I think, I owe an apology and explanation to some whom I’ve made promises to but may have let down afterwards. Just to be clear, I’m not asking for sympathy or pity. All I want is to apologise and explain my past actions.
I know that oftentimes my style of communication is lacking. It must be plain annoying when I disappear and go silent for no apparent reason.
Most often it’s been because of my mental condition but sometimes it’s my personality deficiencies and idiosyncrasies. I can assure you it’s nothing personal.
There are a few reasons; I’m suffering from a bipolar disorder. I can be productive when I’m feeling well and I can be extra productive when I’m in a hypomanic phase. However, that extra productivity comes with some caveats. I’m not good with multitasking, it’s hard to focus on priorities and burnout is almost always the result of the phase. My OCD doesn’t help either.
Having a hypomanic phase is like being strapped to a jetpack on full throttle; The thing burns hot, goes fast an hitting a wall is always a possibility. When I inevitably hit the proverbial wall, I fall down straight into depression and those are the moments you may have encountered when dealing with me.
The depressive phase is like being in a dirty and sticky tar pit. Every moment is moot and dull. All rational thought is useless and nothing can make me move. Even the most mundane tasks, like getting out of bed or preparing food, seem insurmountable.
Yes, antipsychotic and antidepressant drugs help. Therapy also helps. But I’ve given up those things more times than I’m willing to admit.
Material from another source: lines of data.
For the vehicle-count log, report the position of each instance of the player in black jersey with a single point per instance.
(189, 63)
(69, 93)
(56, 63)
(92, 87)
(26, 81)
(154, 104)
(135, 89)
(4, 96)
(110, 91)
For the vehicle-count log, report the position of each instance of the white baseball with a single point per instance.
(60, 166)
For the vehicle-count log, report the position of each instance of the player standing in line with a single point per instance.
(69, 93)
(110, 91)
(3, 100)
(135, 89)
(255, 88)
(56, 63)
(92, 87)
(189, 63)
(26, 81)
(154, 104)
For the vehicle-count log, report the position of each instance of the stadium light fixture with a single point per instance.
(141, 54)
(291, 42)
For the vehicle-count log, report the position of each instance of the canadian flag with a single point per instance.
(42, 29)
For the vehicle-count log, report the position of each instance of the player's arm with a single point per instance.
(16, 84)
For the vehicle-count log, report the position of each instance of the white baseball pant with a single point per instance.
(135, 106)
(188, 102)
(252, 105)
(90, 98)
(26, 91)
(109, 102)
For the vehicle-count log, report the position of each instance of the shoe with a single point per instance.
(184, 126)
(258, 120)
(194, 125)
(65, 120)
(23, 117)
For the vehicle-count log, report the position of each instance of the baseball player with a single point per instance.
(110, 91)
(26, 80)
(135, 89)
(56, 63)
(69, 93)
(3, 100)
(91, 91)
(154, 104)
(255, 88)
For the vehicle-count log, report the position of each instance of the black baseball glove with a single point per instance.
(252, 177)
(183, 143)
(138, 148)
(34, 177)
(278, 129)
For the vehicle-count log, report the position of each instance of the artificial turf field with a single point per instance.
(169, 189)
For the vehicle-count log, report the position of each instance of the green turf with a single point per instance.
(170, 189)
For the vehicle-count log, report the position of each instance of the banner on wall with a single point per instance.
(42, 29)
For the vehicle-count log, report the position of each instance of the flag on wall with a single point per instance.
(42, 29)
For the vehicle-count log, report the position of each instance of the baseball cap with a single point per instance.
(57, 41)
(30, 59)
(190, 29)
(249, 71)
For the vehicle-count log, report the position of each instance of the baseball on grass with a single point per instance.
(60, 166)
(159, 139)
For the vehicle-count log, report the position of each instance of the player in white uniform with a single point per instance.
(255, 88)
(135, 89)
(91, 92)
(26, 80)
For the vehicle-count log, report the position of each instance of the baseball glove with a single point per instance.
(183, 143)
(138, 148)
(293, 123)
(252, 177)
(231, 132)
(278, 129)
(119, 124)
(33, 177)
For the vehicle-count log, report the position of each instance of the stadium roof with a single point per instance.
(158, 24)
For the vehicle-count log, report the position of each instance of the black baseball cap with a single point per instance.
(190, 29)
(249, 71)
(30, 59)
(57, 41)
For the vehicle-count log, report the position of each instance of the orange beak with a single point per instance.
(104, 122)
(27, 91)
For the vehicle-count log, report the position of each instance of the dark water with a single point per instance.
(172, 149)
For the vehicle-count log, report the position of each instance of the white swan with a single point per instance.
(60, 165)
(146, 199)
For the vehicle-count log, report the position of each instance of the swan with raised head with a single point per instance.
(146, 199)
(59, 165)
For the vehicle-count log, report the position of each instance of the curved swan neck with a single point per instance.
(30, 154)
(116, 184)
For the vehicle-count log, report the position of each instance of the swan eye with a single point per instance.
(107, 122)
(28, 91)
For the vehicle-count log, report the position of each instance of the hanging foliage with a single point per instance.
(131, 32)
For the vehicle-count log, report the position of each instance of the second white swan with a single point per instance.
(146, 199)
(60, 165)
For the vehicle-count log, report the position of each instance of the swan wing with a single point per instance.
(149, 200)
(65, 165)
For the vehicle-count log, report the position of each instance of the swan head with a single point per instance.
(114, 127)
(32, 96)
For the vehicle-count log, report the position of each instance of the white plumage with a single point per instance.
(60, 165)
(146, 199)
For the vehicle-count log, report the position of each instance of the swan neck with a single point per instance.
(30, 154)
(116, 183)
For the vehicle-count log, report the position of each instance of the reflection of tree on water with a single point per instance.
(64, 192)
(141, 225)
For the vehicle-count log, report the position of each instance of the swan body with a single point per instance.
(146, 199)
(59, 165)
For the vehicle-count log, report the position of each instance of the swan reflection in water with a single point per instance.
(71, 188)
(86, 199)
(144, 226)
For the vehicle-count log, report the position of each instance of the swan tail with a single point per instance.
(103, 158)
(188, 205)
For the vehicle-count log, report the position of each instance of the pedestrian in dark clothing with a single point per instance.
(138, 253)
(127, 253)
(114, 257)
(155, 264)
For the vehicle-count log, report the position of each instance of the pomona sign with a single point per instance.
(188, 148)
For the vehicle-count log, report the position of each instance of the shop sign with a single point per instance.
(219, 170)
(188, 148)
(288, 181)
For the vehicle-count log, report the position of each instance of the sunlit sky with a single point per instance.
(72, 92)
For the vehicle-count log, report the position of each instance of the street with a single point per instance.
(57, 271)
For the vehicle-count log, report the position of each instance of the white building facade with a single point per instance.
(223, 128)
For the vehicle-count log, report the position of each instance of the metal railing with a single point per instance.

That’s because my self-discipline is lacking.
I know the basic reasons behind the absence of strong discipline, low self-esteem and reduced willpower. I’ve been trying to fix myself every time I’ve broken down. It is an uphill battle but I’m making some progress every time.
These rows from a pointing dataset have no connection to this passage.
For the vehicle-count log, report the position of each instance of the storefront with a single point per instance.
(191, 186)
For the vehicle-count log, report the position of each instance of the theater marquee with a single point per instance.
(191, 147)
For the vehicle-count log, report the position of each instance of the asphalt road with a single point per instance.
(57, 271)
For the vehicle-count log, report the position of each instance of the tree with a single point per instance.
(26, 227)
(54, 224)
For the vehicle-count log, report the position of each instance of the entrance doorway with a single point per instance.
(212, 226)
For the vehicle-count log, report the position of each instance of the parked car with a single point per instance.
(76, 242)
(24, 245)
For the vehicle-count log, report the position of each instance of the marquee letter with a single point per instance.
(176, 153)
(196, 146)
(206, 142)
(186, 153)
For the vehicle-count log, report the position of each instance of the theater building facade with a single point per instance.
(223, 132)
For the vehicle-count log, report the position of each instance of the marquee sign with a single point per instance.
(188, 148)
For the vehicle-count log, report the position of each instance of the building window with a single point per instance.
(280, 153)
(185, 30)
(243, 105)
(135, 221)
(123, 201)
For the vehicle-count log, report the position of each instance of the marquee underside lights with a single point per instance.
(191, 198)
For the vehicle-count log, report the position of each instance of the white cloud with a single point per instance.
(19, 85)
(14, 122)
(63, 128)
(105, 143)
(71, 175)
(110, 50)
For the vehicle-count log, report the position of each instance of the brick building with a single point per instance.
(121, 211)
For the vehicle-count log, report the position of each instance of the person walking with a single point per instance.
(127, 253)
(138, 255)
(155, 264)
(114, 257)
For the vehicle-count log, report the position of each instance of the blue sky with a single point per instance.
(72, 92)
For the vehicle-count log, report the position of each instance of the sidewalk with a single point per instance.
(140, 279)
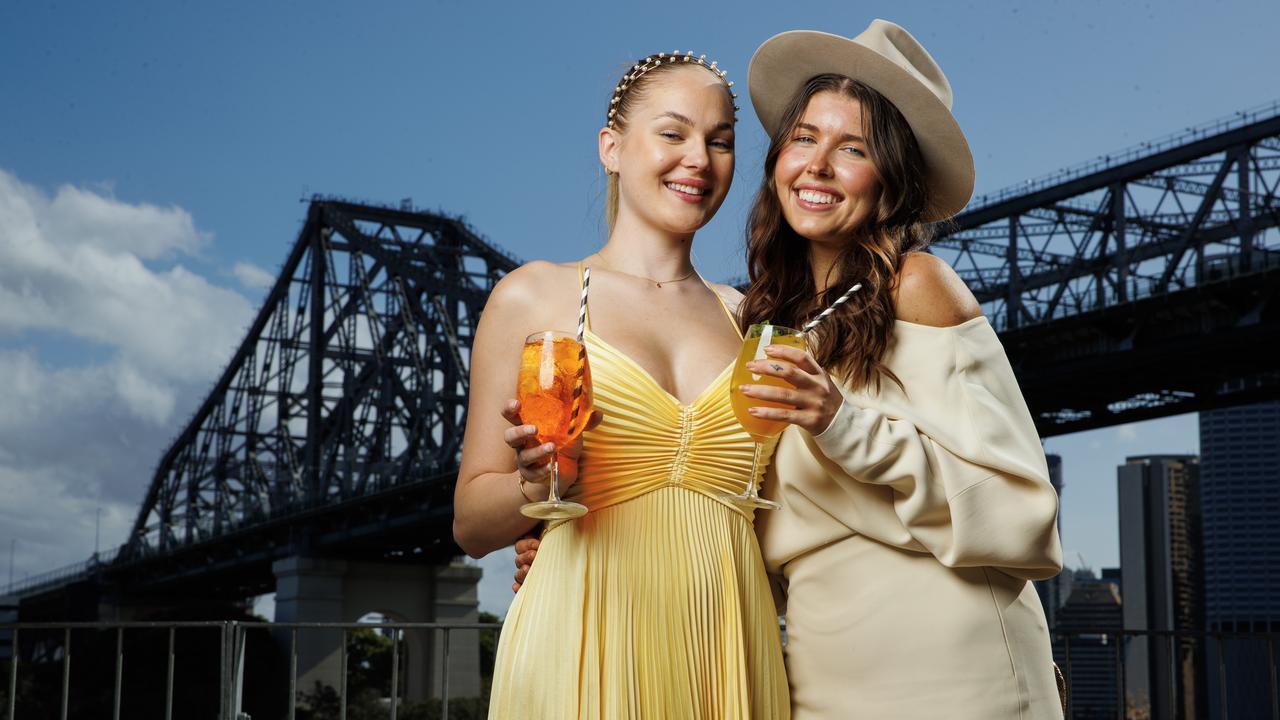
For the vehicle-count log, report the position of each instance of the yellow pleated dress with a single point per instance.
(656, 604)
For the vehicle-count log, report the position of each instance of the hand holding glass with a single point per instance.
(554, 393)
(758, 337)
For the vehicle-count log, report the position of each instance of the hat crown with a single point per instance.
(892, 42)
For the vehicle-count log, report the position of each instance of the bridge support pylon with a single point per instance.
(310, 589)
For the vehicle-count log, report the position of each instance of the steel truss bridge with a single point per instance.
(1134, 287)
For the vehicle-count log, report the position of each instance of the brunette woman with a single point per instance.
(915, 496)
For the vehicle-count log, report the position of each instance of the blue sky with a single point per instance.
(192, 130)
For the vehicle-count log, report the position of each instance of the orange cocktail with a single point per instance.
(554, 393)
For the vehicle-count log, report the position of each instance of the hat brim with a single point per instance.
(786, 62)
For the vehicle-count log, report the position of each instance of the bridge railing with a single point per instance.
(88, 669)
(1192, 133)
(62, 575)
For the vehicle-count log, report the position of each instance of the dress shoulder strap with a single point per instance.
(728, 314)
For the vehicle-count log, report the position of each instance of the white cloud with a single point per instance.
(252, 277)
(83, 270)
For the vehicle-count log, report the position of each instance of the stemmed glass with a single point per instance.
(554, 393)
(758, 337)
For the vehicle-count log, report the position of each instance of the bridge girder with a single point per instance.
(1095, 260)
(351, 383)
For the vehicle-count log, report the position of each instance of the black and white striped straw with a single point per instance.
(581, 304)
(581, 349)
(839, 301)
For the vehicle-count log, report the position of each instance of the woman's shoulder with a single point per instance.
(531, 281)
(533, 287)
(728, 294)
(929, 292)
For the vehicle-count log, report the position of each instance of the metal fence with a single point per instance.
(48, 650)
(1182, 665)
(39, 648)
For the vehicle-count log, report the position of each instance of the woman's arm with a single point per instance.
(488, 495)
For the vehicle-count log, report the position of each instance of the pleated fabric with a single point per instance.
(656, 604)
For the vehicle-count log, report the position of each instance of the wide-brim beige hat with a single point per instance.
(886, 58)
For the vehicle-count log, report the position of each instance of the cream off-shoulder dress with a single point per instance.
(909, 533)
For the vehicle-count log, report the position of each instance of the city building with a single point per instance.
(1087, 656)
(1055, 591)
(1240, 499)
(1162, 584)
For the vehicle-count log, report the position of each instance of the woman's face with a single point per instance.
(824, 178)
(675, 162)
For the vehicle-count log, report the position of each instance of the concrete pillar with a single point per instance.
(310, 589)
(8, 614)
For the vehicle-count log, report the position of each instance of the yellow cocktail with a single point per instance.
(759, 428)
(758, 337)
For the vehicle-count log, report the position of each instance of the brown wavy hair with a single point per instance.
(853, 341)
(627, 99)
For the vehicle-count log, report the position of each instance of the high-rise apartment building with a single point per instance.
(1088, 657)
(1162, 583)
(1240, 497)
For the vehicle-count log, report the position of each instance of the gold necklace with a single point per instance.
(657, 283)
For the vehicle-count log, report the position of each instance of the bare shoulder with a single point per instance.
(730, 295)
(534, 288)
(929, 292)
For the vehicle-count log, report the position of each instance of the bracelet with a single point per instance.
(521, 486)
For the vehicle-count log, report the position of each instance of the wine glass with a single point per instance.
(554, 393)
(758, 337)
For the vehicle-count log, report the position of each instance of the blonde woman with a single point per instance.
(656, 602)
I really hope you’ll accept this public letter as an apology and an explanation of the reasons behind my behaviour. It may not right the wrong of your worries and frustration, or, in some cases, even material losses.
I haven’t talked about my mental condition publicly for more than a decade since I started to realized what it is. It’s because of the stigma in society and even outright dismissal from some of the closest people.
Luckily, I’ve found supporting friends and like-minded people who understand and support me even when I’m not at my best.
One of the things that changed my mind and set things in motion was the story about depression by Zach Holman titled The Depression Thing.
I’m not asking you to trust me again if I’ve disappointed you before. I just felt that, at the least, I owe an explanation to you. In some part, I may need this explanation more than you do. For one thing, to get it off my chest and out of my head.